A second structural trend that encompasses more global aspects of riboswitch folding is the recurrence of helical bundles formed by coaxially stacked Waston-Crick paired helices held parallel to one other by the various motifs mentioned above. In the SAM-I riboswitch for example, two coaxial helical stacks pack together to yield an arrangement similar to the catalytic core of group I introns [40, 41]. Like SAM-I, the purine and TPP riboswitches also form two helix bundles, while the glmS, Mg2+, and lysine riboswitches all have a three helix bundle arrangement [2]. In the T. maritima L-box helical packing is facilitated by a non-canonical kink turn (Figure 2a and 2b) that bends the P2 helix by ~120° to position L2 properly for formation of a kissing loop complex with L3, similar to interaction that promotes genome dimerization in the human immunodeficiency virus [42]. The L-box kissing loop motif is further stabilized by a unique dinucleotide stack that interacts within the major groove of this six base pair L2–L3 helix, a feature that likely promotes thermostability in this RNA (Figure 2c). The third coaxial stack (P4/P5) is cemented to the P1/P2a stack through an A-minor interaction mediated by two highly conserved adenines in the L4 pentaloop (A123 and A124) docking into the minor groove of P2a adjacent to a canonical Loop E motif [43, 44]. Mutations that disrupt these motifs in the L-box compromise its affinity for lysine and ability to control transcription, demonstrating the linkage between tertiary structure formation and ligand binding [45, 46].
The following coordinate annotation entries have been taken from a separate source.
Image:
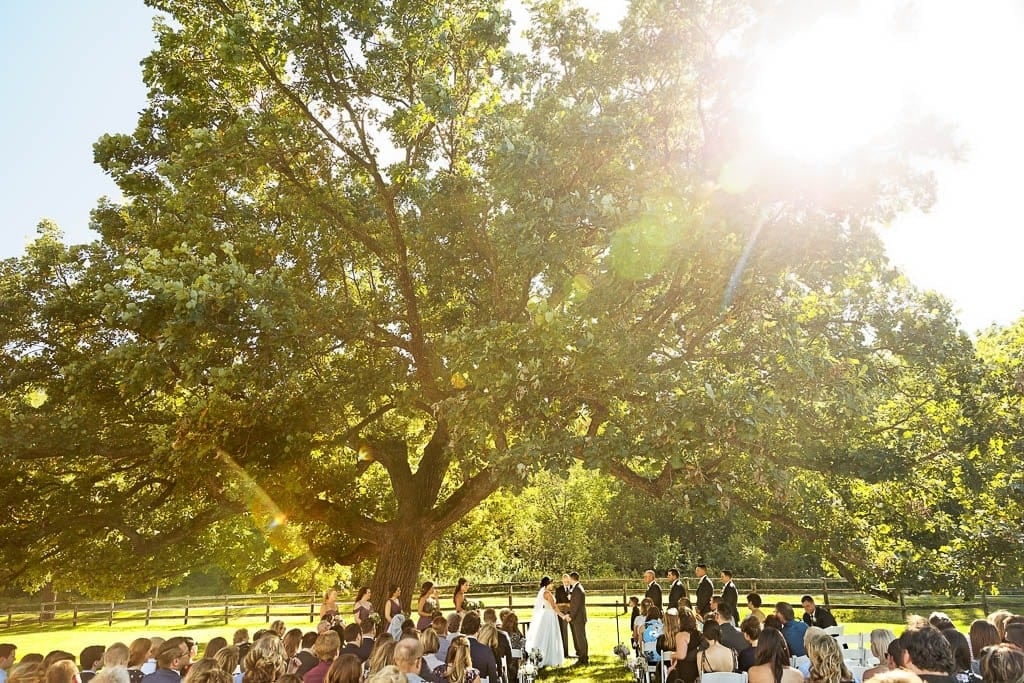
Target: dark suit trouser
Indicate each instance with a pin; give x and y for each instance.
(563, 628)
(580, 640)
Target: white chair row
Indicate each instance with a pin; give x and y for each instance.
(723, 677)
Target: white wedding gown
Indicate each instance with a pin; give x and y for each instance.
(544, 634)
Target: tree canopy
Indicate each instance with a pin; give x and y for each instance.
(376, 260)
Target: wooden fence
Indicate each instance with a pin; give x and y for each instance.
(851, 604)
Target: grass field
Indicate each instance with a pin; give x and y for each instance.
(602, 630)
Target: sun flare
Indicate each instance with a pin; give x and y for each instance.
(827, 89)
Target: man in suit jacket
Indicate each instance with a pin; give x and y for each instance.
(653, 590)
(706, 589)
(480, 654)
(677, 589)
(578, 620)
(815, 615)
(730, 595)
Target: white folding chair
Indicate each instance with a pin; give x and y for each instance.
(853, 641)
(723, 677)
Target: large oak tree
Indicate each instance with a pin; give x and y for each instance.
(373, 264)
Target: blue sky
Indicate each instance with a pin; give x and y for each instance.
(70, 72)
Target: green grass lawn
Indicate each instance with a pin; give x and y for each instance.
(601, 631)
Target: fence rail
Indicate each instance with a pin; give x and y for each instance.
(515, 595)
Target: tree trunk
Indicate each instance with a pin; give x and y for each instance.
(401, 551)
A third feature that provides a structural basis for the high affinity and selectivity of riboswitches is the use of binding pockets that typically envelop the metabolite, allowing recognition of nearly every functional group [47]. The L-box uses a five-way helical junction (Figure 2a) as a binding site that completely encapsulates lysine, coordinating binding through a network of hydrogen bonds to the main chain atoms and an electrostatic interaction with positively charged side chain (Figure 2d). The length and charge of the side chain account for lysine specificity over smaller amino acids that could easily be accommodated within this pocket. Ornithine, with a side chain that is a single carbon unit shorter than lysine, is unable to promote transcription termination in vitro at concentrations >10 mM [10]. Additionally, the L-box makes use of a metal ion (K+) in the binding pocket to help meditate RNA-ligand recognition [30], a strategy also employed by the TPP [48, 49] and FMN riboswitches [50].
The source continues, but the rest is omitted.